Les autorités turques ont reproché à Tuncer Bakirhan, maire de la ville de Siirt, agglomération d'environ 130.000 habitants située dans le sud-est du pays, d'avoir "fait de la propagande" et "d'être membre" du Parti des travailleurs du Kurdistan (PKK). Cette organisation est qualifiée de "terroriste" par Ankara. Elu en 2014 sous l'étiquette du "Parti de la paix et de la démocratie", un parti d'opposition, il a été placé en détention provisoire et relevé de ses fonctions en novembre 2016. Il a été libéré en octobre 2019, mais la cour d'assises de Siirt l'a condamné à 10 ans et 18 jours d'emprisonnement ce même mois. La procédure à son encontre est toujours en cours.
La CEDH "observe que le requérant a été privé de sa liberté pendant environ deux ans et 11 mois dont plus de deux ans et huit mois sous le régime de détention provisoire. Elle juge qu'il n'existait pas de motifs suffisants pour ordonner la privation de liberté du requérant dans l'attente de son jugement". "Pour la Cour, les activités reprochées au requérant revêtent un caractère clairement politique", poursuit le bras judiciaire du Conseil de l'Europe, basé à Strasbourg. "Vu le caractère fondamental du libre jeu du débat politique dans une société démocratique, la Cour n'a décelé aucune raison impérieuse susceptible de justifier la gravité de la mesure incriminée", ajoute la CEDH. "Elle estime que le fait de priver de sa liberté le requérant, un élu du peuple, pour une telle durée en raison de ses activités politiques s'analyse en une ingérence manifestement disproportionnée aux buts légitimes poursuivis. La privation de liberté en question n'était pas donc pas nécessaire dans une société démocratique", conclut-elle.

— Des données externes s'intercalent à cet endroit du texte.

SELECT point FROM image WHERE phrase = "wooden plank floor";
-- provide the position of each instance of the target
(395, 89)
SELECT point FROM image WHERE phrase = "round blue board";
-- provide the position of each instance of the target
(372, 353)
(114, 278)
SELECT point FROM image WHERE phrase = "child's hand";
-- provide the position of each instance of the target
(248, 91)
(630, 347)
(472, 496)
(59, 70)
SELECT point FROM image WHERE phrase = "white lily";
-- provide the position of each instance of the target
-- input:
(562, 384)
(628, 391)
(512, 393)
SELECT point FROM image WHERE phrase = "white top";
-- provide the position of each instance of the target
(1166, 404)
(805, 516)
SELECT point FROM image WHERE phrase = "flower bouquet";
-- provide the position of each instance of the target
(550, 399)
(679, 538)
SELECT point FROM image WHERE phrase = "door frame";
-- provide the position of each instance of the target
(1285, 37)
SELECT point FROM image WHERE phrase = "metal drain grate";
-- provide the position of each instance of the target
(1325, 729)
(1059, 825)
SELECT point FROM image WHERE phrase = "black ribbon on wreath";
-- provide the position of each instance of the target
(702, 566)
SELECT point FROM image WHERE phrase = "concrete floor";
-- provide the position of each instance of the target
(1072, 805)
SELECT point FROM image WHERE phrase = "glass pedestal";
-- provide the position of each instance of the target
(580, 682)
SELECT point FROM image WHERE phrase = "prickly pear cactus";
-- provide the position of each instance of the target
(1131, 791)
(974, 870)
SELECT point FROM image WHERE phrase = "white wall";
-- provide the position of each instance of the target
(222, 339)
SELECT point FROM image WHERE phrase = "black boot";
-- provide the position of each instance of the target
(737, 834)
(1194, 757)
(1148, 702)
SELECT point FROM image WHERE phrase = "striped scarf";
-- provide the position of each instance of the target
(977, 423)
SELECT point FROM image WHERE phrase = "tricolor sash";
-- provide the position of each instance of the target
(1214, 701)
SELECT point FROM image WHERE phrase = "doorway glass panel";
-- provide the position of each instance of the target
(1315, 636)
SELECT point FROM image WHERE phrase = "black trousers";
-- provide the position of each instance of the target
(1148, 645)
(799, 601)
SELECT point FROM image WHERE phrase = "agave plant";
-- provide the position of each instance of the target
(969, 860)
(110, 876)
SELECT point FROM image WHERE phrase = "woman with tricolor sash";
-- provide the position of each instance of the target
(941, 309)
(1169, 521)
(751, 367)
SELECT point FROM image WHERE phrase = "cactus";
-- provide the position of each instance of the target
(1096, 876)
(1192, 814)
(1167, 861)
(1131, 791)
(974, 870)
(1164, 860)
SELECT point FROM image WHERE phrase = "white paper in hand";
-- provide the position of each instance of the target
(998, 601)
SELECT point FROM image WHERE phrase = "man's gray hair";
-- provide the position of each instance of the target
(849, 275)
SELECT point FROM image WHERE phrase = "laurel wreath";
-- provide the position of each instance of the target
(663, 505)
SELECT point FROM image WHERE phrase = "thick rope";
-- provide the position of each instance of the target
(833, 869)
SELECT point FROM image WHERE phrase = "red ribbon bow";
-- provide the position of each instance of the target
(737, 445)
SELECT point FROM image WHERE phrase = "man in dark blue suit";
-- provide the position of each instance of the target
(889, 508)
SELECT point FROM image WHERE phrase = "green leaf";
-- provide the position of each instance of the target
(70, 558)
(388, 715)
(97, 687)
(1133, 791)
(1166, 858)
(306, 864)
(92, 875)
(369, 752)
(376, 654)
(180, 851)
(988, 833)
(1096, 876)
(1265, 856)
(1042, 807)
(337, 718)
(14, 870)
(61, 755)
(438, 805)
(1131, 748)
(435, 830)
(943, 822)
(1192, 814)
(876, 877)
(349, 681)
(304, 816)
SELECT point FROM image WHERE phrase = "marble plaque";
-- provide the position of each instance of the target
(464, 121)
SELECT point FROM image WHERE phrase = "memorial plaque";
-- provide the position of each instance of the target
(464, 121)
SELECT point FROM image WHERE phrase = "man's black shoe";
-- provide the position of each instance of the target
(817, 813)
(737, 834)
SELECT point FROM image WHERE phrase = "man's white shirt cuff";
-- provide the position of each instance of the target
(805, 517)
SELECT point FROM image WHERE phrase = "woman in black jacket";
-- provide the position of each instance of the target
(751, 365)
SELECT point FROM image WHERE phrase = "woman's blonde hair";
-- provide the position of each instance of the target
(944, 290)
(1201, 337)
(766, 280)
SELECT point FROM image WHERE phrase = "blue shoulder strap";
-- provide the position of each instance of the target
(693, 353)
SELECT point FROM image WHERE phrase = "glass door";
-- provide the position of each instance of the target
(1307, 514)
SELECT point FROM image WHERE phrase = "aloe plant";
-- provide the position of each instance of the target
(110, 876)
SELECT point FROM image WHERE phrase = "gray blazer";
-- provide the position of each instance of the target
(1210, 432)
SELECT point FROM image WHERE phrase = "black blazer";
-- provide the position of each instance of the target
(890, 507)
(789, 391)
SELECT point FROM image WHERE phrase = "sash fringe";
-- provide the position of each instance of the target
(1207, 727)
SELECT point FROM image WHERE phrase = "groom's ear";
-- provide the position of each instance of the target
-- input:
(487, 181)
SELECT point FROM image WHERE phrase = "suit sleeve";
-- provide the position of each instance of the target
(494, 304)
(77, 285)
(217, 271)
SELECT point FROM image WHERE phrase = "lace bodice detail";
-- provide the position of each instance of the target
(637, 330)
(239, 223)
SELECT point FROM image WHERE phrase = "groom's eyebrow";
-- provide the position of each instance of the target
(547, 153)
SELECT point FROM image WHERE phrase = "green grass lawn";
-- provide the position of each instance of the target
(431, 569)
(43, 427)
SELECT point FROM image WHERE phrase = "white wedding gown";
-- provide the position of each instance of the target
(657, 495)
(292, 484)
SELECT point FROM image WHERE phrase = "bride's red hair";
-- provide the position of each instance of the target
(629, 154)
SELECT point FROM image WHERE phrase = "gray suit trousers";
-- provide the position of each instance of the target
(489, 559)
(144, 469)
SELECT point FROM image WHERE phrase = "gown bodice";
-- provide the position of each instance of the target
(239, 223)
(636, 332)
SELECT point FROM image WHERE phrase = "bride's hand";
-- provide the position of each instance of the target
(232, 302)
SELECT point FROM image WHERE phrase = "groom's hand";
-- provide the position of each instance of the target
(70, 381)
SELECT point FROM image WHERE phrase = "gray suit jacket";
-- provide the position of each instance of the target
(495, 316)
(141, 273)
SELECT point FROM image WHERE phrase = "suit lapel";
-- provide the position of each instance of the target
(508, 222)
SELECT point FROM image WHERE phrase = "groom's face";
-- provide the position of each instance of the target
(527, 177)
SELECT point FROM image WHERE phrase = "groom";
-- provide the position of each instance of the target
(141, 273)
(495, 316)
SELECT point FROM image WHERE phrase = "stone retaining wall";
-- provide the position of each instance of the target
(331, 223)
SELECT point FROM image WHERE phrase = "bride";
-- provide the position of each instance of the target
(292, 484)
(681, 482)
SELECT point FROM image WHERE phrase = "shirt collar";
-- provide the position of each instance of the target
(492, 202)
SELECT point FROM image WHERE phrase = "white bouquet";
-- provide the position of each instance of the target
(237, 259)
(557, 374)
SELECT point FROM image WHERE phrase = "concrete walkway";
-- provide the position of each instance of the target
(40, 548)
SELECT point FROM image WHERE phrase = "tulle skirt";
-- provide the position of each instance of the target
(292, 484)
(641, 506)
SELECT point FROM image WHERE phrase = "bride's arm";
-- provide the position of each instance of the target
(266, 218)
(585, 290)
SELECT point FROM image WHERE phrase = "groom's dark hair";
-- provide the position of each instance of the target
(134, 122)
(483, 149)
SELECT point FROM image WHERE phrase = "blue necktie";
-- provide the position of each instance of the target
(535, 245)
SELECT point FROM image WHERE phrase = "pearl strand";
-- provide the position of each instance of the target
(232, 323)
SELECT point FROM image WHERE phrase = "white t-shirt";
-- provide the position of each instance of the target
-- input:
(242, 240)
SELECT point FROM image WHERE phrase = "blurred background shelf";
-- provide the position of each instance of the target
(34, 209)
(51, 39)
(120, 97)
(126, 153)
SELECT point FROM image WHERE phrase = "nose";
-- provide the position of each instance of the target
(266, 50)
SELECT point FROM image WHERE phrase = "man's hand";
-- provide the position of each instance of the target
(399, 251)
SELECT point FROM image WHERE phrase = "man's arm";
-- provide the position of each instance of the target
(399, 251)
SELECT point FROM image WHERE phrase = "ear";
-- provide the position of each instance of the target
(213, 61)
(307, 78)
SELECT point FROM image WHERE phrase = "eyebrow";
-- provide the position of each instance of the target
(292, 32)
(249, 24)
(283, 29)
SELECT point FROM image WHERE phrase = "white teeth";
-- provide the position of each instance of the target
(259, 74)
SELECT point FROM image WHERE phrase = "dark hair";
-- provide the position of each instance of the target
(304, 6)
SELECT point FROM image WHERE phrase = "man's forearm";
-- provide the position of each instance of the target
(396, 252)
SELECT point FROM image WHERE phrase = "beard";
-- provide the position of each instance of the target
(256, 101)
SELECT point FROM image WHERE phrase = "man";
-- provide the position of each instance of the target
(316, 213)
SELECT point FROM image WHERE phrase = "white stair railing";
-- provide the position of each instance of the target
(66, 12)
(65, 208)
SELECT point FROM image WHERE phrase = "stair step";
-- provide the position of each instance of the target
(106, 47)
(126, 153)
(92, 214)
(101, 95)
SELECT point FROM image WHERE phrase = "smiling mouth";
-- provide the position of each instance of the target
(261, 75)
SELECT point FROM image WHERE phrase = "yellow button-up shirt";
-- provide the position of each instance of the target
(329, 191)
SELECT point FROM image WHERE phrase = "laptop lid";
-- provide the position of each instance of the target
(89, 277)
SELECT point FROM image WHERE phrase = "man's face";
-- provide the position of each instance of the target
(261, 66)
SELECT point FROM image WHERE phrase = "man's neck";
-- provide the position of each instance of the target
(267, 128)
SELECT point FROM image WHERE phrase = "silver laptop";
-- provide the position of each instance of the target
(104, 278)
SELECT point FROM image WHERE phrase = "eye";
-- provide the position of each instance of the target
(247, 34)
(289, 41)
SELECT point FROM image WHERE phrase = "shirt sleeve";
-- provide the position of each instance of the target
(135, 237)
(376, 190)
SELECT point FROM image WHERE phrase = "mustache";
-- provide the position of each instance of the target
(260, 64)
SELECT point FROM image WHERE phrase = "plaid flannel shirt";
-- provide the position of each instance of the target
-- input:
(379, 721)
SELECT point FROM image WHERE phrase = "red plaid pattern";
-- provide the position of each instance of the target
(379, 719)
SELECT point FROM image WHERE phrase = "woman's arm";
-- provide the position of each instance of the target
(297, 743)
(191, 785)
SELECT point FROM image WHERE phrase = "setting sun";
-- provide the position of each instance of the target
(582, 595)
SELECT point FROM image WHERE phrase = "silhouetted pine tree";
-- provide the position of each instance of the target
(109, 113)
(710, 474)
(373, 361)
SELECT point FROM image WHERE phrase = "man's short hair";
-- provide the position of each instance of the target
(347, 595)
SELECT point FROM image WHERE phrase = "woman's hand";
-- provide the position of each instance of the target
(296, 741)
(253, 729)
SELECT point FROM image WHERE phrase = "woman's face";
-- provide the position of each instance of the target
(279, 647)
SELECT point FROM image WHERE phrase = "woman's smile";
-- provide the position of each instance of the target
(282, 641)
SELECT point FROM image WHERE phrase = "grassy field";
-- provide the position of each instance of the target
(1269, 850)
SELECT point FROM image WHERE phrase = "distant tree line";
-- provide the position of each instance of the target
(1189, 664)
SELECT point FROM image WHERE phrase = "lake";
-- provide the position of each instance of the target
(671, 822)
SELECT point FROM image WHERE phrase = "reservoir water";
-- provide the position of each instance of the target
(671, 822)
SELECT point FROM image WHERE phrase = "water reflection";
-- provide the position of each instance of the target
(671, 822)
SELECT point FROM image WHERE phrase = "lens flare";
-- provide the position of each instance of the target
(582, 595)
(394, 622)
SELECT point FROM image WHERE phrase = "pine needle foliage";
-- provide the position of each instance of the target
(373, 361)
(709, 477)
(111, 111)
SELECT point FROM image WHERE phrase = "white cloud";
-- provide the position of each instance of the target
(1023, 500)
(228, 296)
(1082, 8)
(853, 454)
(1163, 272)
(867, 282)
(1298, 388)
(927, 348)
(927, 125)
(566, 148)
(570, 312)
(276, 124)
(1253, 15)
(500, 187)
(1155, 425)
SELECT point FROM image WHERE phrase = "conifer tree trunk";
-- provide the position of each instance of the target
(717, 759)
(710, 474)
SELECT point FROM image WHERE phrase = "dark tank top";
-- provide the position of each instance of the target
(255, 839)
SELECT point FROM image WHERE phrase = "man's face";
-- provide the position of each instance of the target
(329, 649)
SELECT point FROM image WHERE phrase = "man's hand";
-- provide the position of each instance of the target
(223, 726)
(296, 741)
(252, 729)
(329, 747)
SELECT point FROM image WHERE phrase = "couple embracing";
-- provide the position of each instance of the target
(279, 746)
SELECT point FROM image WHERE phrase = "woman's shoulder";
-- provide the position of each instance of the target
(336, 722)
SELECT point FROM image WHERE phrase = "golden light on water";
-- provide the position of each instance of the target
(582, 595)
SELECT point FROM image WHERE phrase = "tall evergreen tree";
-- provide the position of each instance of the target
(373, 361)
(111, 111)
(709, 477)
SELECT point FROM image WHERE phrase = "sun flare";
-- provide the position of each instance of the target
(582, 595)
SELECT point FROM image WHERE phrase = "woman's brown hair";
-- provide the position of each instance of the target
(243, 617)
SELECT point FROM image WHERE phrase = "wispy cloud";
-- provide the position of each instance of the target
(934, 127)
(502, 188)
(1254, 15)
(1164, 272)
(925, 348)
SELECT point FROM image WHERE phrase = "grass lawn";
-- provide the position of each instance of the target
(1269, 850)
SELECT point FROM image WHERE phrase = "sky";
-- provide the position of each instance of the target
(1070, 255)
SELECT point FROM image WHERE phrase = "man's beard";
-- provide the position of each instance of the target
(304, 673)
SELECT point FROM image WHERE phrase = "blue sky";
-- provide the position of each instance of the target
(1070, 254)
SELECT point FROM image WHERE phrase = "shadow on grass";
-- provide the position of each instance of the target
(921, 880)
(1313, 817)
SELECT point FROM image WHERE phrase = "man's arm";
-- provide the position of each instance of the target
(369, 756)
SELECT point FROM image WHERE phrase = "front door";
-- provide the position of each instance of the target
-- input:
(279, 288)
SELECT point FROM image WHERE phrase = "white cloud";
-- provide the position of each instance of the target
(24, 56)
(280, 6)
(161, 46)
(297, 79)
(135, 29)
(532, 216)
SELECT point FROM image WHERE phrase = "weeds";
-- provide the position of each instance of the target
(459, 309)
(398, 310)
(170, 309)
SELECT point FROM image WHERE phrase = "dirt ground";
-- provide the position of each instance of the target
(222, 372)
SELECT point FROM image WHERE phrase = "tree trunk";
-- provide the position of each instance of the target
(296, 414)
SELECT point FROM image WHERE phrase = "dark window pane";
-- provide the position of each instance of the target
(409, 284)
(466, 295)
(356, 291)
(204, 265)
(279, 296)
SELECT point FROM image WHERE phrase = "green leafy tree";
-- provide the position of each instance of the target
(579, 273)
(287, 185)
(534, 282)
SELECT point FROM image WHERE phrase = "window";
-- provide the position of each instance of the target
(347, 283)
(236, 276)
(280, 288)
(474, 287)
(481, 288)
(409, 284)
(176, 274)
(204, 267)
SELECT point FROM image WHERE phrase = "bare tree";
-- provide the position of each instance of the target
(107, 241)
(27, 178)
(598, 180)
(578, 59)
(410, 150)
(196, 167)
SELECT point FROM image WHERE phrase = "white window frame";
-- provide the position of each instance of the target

La Turquie est régulièrement condamnée par la CEDH, notamment pour des emprisonnements irréguliers. Estimant qu'elle a ici violé les articles 5.3 (droit à la liberté et à la sûreté) et 10 (liberté d'expression) de la Convention européenne des droits de l'homme, la CEDH la condamne à verser 10.000 euros au requérant pour dommage moral, et 3.000 euros pour frais et dépens.